Date of Award


Degree Type


Degree Name

Doctor of Philosophy (PhD)


Middle and Secondary Education

First Advisor

Chara H. Bohan

Second Advisor

Joseph R. Feinberg

Third Advisor

Jodi Kaufmann

Fourth Advisor

Laurie Brantley-Dias


Simulation games may increase student engagement in the social studies classroom. Papert (1991) states that constructionism allows students to build, whether tangible or intangible objects, and that the building and conversation around the building allows student to learn best. In this study, the researcher observed and interviewed participants, as well as wrote in a journal about the experience, regarding playing a simulation game about the Electoral College.
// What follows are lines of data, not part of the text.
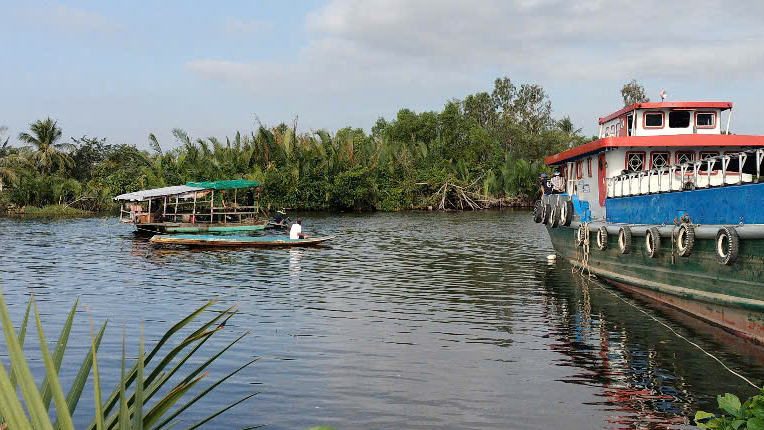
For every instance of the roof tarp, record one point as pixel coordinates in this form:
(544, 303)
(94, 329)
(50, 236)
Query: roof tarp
(157, 192)
(224, 185)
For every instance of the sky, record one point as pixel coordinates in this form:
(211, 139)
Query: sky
(122, 70)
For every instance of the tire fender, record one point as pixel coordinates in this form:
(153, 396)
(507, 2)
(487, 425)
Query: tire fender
(653, 242)
(566, 213)
(537, 215)
(554, 219)
(580, 235)
(602, 238)
(727, 245)
(685, 240)
(546, 213)
(624, 240)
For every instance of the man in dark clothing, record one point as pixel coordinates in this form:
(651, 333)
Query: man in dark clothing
(546, 184)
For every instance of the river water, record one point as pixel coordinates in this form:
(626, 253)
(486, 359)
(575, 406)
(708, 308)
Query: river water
(406, 320)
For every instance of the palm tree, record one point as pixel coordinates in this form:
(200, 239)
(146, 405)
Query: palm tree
(9, 159)
(46, 153)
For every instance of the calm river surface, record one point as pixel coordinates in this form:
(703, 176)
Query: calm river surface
(407, 320)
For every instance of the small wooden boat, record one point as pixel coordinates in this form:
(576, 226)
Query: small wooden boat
(154, 228)
(212, 241)
(276, 226)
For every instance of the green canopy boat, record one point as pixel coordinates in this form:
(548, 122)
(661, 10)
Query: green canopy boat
(196, 207)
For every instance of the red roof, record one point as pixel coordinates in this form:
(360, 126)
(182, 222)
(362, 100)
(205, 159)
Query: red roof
(679, 140)
(663, 105)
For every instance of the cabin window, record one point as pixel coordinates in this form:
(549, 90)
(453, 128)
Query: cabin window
(685, 157)
(659, 159)
(679, 119)
(635, 161)
(653, 120)
(705, 120)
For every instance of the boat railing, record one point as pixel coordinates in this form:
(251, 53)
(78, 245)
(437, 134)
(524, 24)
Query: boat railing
(712, 171)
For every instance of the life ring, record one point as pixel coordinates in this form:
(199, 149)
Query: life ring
(537, 215)
(566, 213)
(727, 245)
(624, 240)
(602, 238)
(554, 218)
(685, 239)
(653, 242)
(580, 235)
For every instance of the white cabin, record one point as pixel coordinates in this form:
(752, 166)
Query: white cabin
(657, 147)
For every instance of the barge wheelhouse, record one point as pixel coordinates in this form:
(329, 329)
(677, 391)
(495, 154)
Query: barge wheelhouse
(669, 204)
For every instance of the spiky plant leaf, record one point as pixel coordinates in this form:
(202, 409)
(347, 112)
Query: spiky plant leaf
(32, 398)
(51, 370)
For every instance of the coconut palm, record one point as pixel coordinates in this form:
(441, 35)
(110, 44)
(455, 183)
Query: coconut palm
(45, 151)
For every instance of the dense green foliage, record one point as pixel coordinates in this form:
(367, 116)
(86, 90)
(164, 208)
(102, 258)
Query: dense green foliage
(488, 146)
(746, 416)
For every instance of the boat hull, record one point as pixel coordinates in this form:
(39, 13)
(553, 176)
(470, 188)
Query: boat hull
(178, 228)
(235, 241)
(728, 296)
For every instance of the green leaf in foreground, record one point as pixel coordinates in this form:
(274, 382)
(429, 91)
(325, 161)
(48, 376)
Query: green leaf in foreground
(33, 413)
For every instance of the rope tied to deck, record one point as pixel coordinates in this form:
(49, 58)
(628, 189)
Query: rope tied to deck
(584, 260)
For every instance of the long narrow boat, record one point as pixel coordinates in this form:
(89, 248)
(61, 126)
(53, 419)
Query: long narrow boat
(197, 240)
(668, 205)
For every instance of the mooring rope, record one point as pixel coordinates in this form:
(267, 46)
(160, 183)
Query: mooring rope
(604, 288)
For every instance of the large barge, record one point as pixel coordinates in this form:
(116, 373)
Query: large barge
(667, 204)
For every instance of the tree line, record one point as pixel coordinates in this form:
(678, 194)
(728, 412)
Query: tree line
(487, 148)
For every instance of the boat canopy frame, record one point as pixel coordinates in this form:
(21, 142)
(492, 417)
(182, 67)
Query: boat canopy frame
(194, 208)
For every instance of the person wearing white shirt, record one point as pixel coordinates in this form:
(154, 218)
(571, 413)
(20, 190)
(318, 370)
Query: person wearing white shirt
(296, 231)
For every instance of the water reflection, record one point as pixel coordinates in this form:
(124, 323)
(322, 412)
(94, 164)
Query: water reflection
(406, 320)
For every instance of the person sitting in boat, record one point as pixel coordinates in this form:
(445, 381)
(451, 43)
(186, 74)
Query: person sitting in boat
(280, 218)
(558, 183)
(135, 211)
(546, 185)
(296, 231)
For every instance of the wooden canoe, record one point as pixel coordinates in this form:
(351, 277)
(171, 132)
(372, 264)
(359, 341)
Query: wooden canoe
(197, 240)
(231, 227)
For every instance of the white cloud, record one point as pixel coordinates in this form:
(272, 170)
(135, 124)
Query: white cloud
(440, 42)
(239, 26)
(394, 53)
(70, 20)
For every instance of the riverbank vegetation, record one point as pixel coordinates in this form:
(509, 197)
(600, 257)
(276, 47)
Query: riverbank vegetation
(745, 416)
(485, 150)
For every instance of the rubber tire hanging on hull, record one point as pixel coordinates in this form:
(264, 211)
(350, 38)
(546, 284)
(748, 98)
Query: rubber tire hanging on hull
(727, 254)
(537, 212)
(546, 213)
(685, 240)
(566, 213)
(624, 240)
(554, 221)
(652, 242)
(602, 238)
(580, 235)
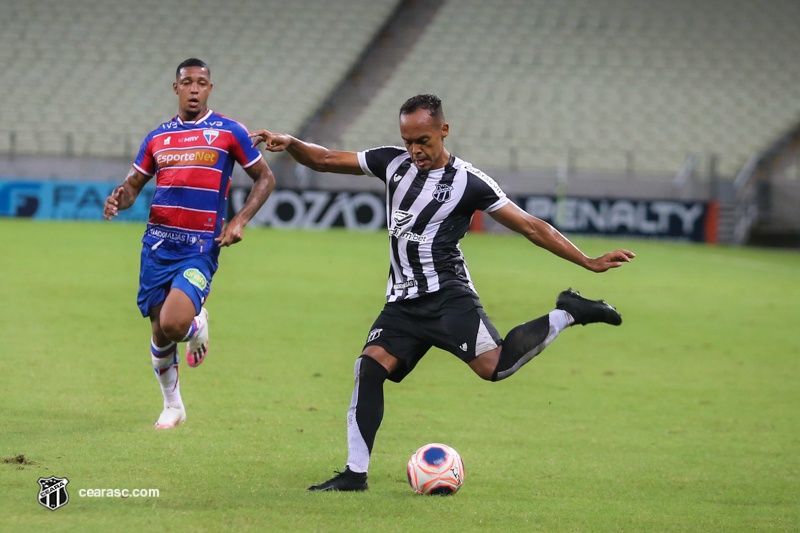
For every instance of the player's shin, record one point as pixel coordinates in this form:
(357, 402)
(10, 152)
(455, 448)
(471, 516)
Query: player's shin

The researcher utilized en vivo coding to facilitate data interpretation. The participants were 18 year-old students at a suburban high school in a metropolitan area in the southeastern United States. These participants were selected by self-identifying themselves as ‘social studies haters.’ The researcher gathered data to determine if the simulation game has a relationship to engagement in the social studies classroom and examined with the simulation game, eLECTIONS, exercised elements of the Universal Design for Learning (UDL) theory to engage the participants. The researcher determined that self-identified social studies haters at this school more strongly engaged in the social studies content when they participated in the simulation game on the Electoral College. The research also determined UDL enhanced engagement in the simulation game.